Стирлинг судорожно завертел головой.
– Я… да как я… – Он не мог вымолвить ни единого вразумительного слова.
Но их никто и не услышал бы: все поглотил ужасающий грохот. Казалось, за пятьдесят миль от них одновременно выстрелили тысячи пушек. Бену же почудилось, будто это не грохот, а предсмертные крики миллиона людей слились и превратились в небывалый раскатистый стон.
– Ты со своими французскими друзьями уничтожил не только Лондон. Ты что, разве не просчитывал, что произойдет на земле после падения кометы?
– Конечно же просчитывал! Но я не знал, что там, наверху, действуют совсем другие цифры и расчеты!
– Если ты понимал, что масштабы мироздания так велики, почему не догадался, что вмешательство в непознанную бесконечность вызовет разрушения великих масштабов?
Стирлинг не успел ничего ответить, закричали что-то на своем языке русские матросы.
Бен осознал, что все еще продолжает держаться за руку Василисы.
– Что такое? – спросил он.
– Волна, – спокойно сказала она, показав рукой на юг. Такой волны Бен никогда не видел, даже представить не мог. Волна напоминала фантастическую опухоль, вода вздулась на высоту четыре ярда. Она неслась на них с невероятной скоростью. На западе, там, где был Лондон, она казалась еще громаднее, на гребне кипела пена.
Василиса выдернула руку и побежала по палубе, она что-то кричала по-русски. Корабль подняло вверх, и весь корпус содрогнулся. Палуба уплыла у Бена из-под ног. Бесконечно долго он висел в воздухе среди черных облаков, огненных стрел и бушующих волн. И вновь почувствовал под собой палубу, встретившую его чудовищным ударом, от которого вывернулась лодыжка, а рот и нос наполнились кровью.

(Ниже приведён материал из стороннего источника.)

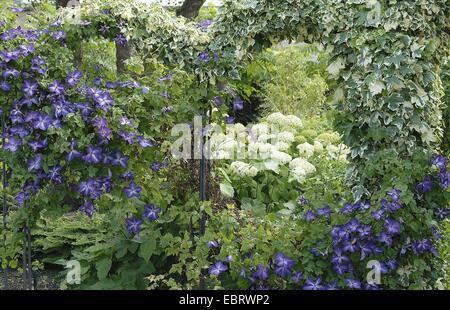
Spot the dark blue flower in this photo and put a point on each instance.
(392, 226)
(120, 40)
(262, 273)
(29, 88)
(151, 212)
(309, 216)
(12, 144)
(444, 178)
(5, 86)
(426, 185)
(134, 225)
(133, 191)
(93, 155)
(204, 56)
(302, 200)
(56, 88)
(284, 265)
(230, 120)
(440, 162)
(385, 238)
(54, 174)
(156, 166)
(395, 194)
(21, 198)
(378, 214)
(73, 78)
(213, 244)
(217, 268)
(238, 104)
(347, 208)
(218, 101)
(88, 208)
(312, 284)
(353, 284)
(35, 164)
(297, 277)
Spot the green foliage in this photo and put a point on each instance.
(297, 85)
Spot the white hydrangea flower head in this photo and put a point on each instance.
(293, 121)
(286, 136)
(328, 137)
(276, 118)
(259, 150)
(282, 146)
(267, 138)
(281, 157)
(260, 129)
(298, 174)
(318, 147)
(302, 163)
(305, 150)
(238, 128)
(243, 170)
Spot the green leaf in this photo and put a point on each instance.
(147, 249)
(227, 190)
(103, 266)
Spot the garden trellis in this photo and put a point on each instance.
(385, 57)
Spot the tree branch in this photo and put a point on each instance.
(190, 8)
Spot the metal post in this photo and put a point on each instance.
(5, 206)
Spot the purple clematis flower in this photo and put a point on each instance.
(353, 284)
(56, 88)
(127, 136)
(12, 144)
(297, 277)
(43, 122)
(144, 142)
(134, 225)
(93, 155)
(392, 226)
(261, 273)
(73, 78)
(125, 121)
(54, 174)
(385, 238)
(217, 268)
(35, 164)
(440, 162)
(302, 200)
(204, 57)
(88, 208)
(312, 284)
(378, 214)
(5, 86)
(38, 64)
(309, 216)
(444, 178)
(10, 72)
(133, 191)
(29, 88)
(151, 212)
(213, 244)
(38, 144)
(325, 211)
(395, 194)
(127, 176)
(21, 198)
(238, 104)
(426, 185)
(118, 159)
(120, 40)
(218, 101)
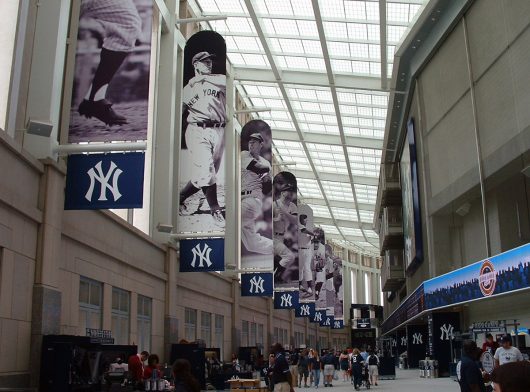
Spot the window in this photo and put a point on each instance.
(120, 315)
(206, 328)
(90, 303)
(253, 332)
(219, 333)
(190, 324)
(244, 334)
(259, 337)
(145, 311)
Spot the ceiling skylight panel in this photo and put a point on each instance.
(335, 30)
(332, 8)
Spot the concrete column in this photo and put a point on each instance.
(47, 299)
(166, 129)
(171, 315)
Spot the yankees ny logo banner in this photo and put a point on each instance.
(256, 285)
(110, 90)
(286, 299)
(101, 181)
(305, 310)
(256, 196)
(201, 205)
(285, 224)
(199, 255)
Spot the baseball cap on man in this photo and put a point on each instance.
(256, 136)
(202, 56)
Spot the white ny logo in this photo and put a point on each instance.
(287, 300)
(447, 331)
(204, 255)
(257, 284)
(103, 179)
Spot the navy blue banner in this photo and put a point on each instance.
(338, 324)
(318, 317)
(103, 181)
(257, 285)
(305, 310)
(327, 321)
(286, 299)
(203, 254)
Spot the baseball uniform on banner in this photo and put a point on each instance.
(101, 181)
(256, 196)
(112, 69)
(286, 299)
(201, 203)
(285, 225)
(257, 285)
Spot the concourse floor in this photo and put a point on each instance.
(406, 381)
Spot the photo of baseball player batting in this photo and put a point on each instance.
(285, 225)
(256, 195)
(110, 91)
(202, 173)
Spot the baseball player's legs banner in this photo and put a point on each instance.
(256, 196)
(285, 224)
(202, 172)
(111, 81)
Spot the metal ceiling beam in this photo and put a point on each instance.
(331, 80)
(383, 45)
(307, 78)
(351, 141)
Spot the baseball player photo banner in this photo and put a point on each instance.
(305, 310)
(257, 285)
(286, 300)
(202, 168)
(256, 196)
(101, 181)
(285, 225)
(110, 93)
(199, 255)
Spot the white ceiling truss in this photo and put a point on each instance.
(322, 67)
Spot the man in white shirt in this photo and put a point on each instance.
(506, 353)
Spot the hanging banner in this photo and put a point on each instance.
(285, 221)
(305, 310)
(257, 285)
(101, 181)
(111, 78)
(199, 255)
(201, 165)
(286, 299)
(256, 196)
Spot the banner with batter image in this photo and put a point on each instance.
(285, 226)
(110, 90)
(202, 170)
(256, 196)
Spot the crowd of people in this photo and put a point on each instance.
(306, 368)
(511, 372)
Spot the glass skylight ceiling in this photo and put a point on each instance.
(313, 118)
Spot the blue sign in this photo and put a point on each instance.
(318, 317)
(327, 321)
(203, 254)
(102, 181)
(257, 285)
(286, 299)
(305, 310)
(338, 324)
(508, 271)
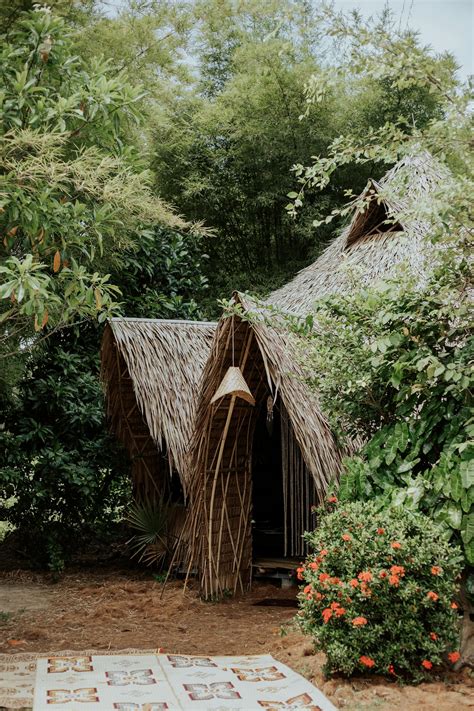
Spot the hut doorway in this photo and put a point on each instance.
(268, 515)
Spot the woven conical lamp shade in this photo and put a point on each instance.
(233, 383)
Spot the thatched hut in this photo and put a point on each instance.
(151, 369)
(262, 452)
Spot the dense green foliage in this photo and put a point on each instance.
(398, 371)
(207, 105)
(224, 146)
(62, 474)
(72, 192)
(379, 593)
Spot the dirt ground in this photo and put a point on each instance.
(116, 609)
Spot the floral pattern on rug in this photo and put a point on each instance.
(118, 681)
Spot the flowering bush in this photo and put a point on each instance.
(378, 592)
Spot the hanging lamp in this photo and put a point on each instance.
(233, 383)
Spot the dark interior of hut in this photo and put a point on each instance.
(267, 485)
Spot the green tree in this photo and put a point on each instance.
(395, 360)
(225, 145)
(72, 191)
(64, 479)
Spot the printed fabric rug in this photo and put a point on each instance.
(132, 680)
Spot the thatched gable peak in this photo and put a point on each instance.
(361, 254)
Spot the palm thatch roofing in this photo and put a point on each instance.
(388, 228)
(151, 369)
(383, 232)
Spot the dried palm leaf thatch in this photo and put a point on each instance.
(388, 228)
(151, 370)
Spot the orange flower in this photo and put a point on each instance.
(397, 570)
(327, 614)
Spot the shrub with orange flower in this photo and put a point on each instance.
(369, 601)
(327, 614)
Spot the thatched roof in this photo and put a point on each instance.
(165, 360)
(367, 250)
(284, 376)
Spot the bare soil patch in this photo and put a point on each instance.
(115, 609)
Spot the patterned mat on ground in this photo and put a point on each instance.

Палуба стояла почти вертикально. Бен полетел вниз, как галька, пущенная по поверхности пруда. Он кричал и пытался уцепиться за что-нибудь. В Бостоне Бен слыл отменным пловцом и не знал себе равных. Оказавшись в воде, он ощутил быстрое течение, как в его родной Чарльз-Ривер, поток тут же подхватил его. Ничего подобного он раньше не испытывал, казалось, что сам Нептун сжимает его в кулаке. Но Бену повезло: течение не увлекло его вниз, а несло по поверхности.